From: , Global Policy Innovations Program, More from this Affiliate
Published October 15, 2008 09:39 AM

Global Crisis: How Far to Go?

Contemporaries are often poor judges of historical events. People who saw a group of soldiers pushing around a man in rags before he was crucified could be excused for not realizing they were witnessing perhaps the most important event in human history. On the misty, cold morning of October 25, 1917, those who saw a few detachments of soldiers crossing the vast plazas of Petrograd did not recognize the beginning of the biggest revolution since the one in France. And when the Dow Jones Industrial Average fell 9 percent on October 24, 1929, few had heard of an Austrian citizen named Adolf Hitler.

Thus, today, too, nobody knows which way the financial crisis will go, with what force it will spill into the real sector—decline in output, higher unemployment—and finally, perhaps most importantly, to what outcomes it will lead in the political arena. But what certainly raises fear among ordinary people is that politicians and economists alike seem equally baffled, as if they were in the presence of a cyclone whose true origin and destination are unknown.

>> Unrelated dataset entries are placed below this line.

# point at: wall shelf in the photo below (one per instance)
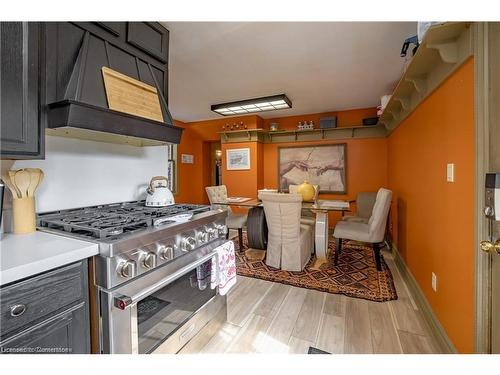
(280, 136)
(444, 49)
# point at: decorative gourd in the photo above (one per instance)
(307, 191)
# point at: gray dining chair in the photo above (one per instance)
(372, 232)
(290, 243)
(218, 194)
(364, 207)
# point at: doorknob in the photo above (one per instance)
(490, 247)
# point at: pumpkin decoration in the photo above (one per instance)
(307, 191)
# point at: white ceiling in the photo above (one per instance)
(321, 67)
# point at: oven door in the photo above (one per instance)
(144, 314)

We cannot foretell the course of this cyclone nor its ultimate effects, and can only summarize its impact so far, broadly surmising the direction the world may be headed.

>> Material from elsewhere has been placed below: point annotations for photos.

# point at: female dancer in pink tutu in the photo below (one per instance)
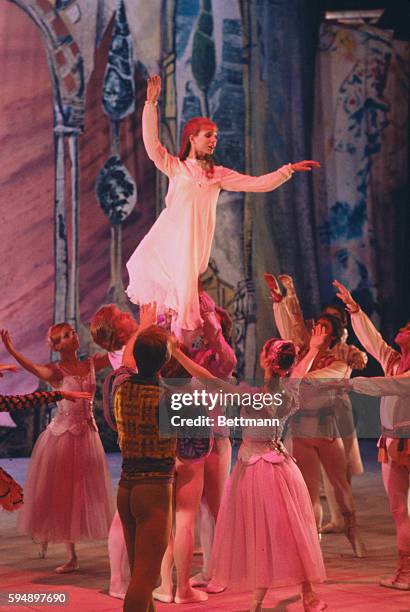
(68, 490)
(11, 493)
(168, 262)
(266, 534)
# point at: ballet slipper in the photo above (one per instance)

In the speed with which this turmoil propagates itself, how it has spread from the United States to Asia to Russia and to Europe, it's indeed the first worldwide crisis in the current era of globalization. It started in the citadel of global neoliberal capitalism, the United States, and even more centrally so, on Wall Street. The very heart of the system was discovered to be corrupt and mismanaged.

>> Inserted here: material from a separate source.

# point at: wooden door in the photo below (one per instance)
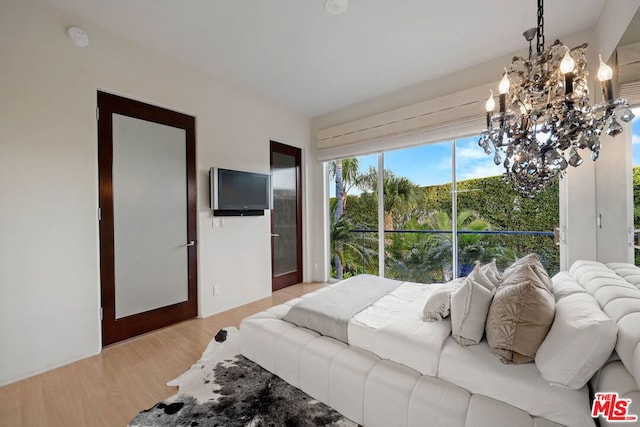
(286, 215)
(147, 198)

Since globalization has been so successful in rapidly encompassing the entire globe into one single system, now the crisis likewise affects all. As the means of communications have become capable of real-time transmission of information, panic in any one place spreads quickly to the other end of the globe. All the advantages of financially driven globalization have suddenly transmuted into disadvantages —the sophistication of the financial markets, the speed and volume of transactions, with $3 trillion dollars on average traded every day, the geographical reach.

This crisis's global effects differentiate it from earlier crises like the Asian 1997–98 crisis which spread only to Russia and Brazil, or from the debt crisis of the early 1980s that affected the developing world. It's different from the recessions of 1973–75 and 1979–81 because they did not propagate as fast and hardly affected China, India, and the Soviet Union.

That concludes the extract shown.